Spreitzer's interrogation produced a 78-page statement.
Spreitzer first admitted to
driving the van as Gecht committed a drive-by shooting in which a man
died and another was left paralyzed. Investigators quickly identified
the incident. Then Gecht directed him to slow down to pick up a black
prostitute. Gecht had sex with her and then took her into an alley and
used a knife to remove her left breast. He placed it into the van on the
floor. Spreitzer was quite upset as he spilled out these gory details,
claiming he did not like all the blood. He added that during such
incidents, Gecht sometimes had sex with the breast on the spot. He also
described how Gecht had shot a black woman in the head, chained her up,
and used bowling balls to weight her down in water. He believed that she
had never been found. According to what he told Jennifer Furio in The
Serial Killer Letters years later in prison, he had watched Gecht
batter a woman with a hammer; the sight made him vomit. But on another
woman, he removed the breast himself, cutting off both. He thought she
was dead when he did this, but did not try to find out for certain. He
said that Gecht had forced him to have sexual contact with the woman's
gaping wounds.
By the
time Spreitzer was finished, writes Fletcher, he had offered details for
seven outright murders and one aggravated battery. His interrogators
were shaken by the aberrant nature of the acts, yet they believed they
now had some leverage with Gecht, who was in another interrogation room.
They collected photographs of known victims and laid them before Gecht.
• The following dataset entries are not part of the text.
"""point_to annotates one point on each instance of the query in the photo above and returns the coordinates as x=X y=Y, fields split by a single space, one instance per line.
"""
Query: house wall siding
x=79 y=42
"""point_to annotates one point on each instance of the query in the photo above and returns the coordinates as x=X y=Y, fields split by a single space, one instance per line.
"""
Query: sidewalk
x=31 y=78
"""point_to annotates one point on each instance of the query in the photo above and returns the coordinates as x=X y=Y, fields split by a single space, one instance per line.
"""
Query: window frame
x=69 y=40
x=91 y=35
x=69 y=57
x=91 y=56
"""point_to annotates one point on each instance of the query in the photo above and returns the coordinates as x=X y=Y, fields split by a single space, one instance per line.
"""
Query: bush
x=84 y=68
He looked at them without much interest and denied knowing any of the
women featured in them. The detectives then took him to an area where he
could plainly see Spreitzer showing something to other officers, but he
still did not waver. He acted as if he had nothing to hide. Because
Spreitzer had clearly implicated him, the detectives found his behavior
frustrating.
But Gecht's nearness had an odd
effect on Spreitzer. He suddenly changed his story, as if afraid, and
said that Gecht had not murdered anyone. His account became so chaotic
that his interrogators did not know what to believe. Spreitzer now said
that another man, his girlfriend's brother, Andrew Kokoraleis, had been
the killer, but he could not offer many details about the man. Gecht
confirmed that he knew Kokoraleis and even provided police with an
address, but once again, his demeanor was undisturbed. He seemed not to
know things about Kokoraleis that Spreitzer did.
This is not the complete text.